Enver ALAS/İSTANBUL, Türkiye İhracatçılar Meclisi'nin ev sahipliğinde Four Seasons Hotel'de düzenlenen zirvenin ikinci gününde konuşan Babacan, Türkiye'nin bulunduğu coğrafyada çok ciddi ve farklı konularda, ciddi değişimlerin yaşandığına dikkat çekerek, sorunların çözümünde siyasi diyalogun temel çözüm aracı olacağına olan inancını dile getirdi. Babacan, zirve boyunca tartışılacak, konuşulacak konularla birlikte, hem Türkiye hem de bölge açısından yeni fikirler ve çözümler üretilmesine katkı sağlayacağına olan inancını belirtti.
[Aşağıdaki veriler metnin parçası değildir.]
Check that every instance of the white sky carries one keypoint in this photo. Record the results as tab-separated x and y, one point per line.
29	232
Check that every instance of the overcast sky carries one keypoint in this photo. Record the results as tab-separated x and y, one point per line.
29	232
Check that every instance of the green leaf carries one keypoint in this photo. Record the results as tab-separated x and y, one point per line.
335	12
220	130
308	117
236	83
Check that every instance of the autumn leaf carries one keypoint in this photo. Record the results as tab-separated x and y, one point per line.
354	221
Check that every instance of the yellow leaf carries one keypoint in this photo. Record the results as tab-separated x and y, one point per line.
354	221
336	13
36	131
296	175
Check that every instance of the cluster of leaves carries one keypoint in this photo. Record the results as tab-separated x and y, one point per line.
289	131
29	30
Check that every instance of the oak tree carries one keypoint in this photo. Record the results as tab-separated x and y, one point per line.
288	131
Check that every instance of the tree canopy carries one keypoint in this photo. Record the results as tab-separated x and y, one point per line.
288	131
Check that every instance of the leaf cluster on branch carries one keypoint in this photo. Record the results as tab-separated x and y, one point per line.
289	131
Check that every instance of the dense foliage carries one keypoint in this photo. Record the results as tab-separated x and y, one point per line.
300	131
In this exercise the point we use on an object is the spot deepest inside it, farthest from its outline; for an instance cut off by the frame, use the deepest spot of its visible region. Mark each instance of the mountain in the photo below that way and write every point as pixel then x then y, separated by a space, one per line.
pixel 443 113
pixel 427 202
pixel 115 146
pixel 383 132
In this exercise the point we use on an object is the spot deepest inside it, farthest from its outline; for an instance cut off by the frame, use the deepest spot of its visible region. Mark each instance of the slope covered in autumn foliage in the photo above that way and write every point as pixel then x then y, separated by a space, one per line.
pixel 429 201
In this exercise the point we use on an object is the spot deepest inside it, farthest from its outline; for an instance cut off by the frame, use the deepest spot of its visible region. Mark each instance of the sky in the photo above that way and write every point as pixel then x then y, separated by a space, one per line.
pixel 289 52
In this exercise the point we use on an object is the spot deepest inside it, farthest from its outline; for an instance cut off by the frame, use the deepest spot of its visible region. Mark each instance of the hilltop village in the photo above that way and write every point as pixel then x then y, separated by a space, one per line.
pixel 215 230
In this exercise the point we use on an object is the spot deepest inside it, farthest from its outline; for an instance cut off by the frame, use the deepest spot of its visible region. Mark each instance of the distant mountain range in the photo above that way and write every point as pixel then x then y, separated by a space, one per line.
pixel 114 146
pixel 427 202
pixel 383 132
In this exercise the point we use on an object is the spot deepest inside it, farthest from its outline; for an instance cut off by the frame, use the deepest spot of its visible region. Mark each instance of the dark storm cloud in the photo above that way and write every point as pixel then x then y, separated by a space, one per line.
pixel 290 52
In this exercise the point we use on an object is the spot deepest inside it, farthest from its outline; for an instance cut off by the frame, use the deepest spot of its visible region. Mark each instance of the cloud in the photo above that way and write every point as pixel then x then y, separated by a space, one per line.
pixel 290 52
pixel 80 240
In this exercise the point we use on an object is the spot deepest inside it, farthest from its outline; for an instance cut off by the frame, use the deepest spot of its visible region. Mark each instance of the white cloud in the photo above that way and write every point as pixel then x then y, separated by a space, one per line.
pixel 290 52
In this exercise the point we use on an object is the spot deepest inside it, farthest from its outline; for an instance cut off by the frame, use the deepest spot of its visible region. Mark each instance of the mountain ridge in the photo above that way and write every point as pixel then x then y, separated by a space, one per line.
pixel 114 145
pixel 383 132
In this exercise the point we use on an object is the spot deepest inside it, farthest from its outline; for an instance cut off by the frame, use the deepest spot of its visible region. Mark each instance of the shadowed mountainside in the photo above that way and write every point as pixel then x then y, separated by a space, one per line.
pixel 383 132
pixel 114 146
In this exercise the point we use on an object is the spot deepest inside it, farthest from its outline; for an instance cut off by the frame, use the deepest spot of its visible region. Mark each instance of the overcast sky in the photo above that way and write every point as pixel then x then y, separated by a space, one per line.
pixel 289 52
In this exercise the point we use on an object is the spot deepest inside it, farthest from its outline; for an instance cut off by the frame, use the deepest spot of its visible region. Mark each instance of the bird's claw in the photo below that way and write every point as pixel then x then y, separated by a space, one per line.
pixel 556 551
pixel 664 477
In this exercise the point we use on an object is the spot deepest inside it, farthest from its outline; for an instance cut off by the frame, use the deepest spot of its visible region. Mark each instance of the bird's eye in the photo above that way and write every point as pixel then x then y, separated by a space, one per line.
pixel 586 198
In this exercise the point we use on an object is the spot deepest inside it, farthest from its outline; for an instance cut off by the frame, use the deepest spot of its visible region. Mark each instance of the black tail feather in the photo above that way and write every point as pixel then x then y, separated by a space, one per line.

"TÜRKİYE, G-20'NİN DÖNEM BAŞKANLIĞINI ALMASIYLA ÇOK BÜYÜK BİR SORUMLULUK ÜSTENDİ"
Başbakan Yardımcısı Babacan, Türkiye'nin 1 Aralık itibariyle G-20'nin başkanlığını almasıyla birlikte uluslararası alanda çok önemli bir sorumluluk üstlendiğini ifade etti. Küresel ekonomik ve finans sistemi açısından G-20'nin çok güçlü bir platform olduğunun altını çizen Babacan, "G-20 dediğimiz ülke grubunun içinde dünya nüfusunun 3'de 2'si, dünya ticaretinin yüzde 75'i, dünya gayri safi yurtiçi hasılasının ise yüzde 85'i var. Yani o masanın etrafında oturan ülkeler dünya ekonomisinin yüzde 85'ini oluşturuyor. Temsil gücü çok yüksek olduğu ve tüm kıtalar temsil edildiği için hem gelişmiş hem de gelişmekte olan ülkeler masada bulundukları için aynı zamanda dünya bankası, uluslararası para fonu ve finansal istikrar kuruluşu gibi kuruluşların da temsil edilmesiyle G-20'nin aldığı her karar, siyasi, meşru kararlar oluyor" diye konuştu.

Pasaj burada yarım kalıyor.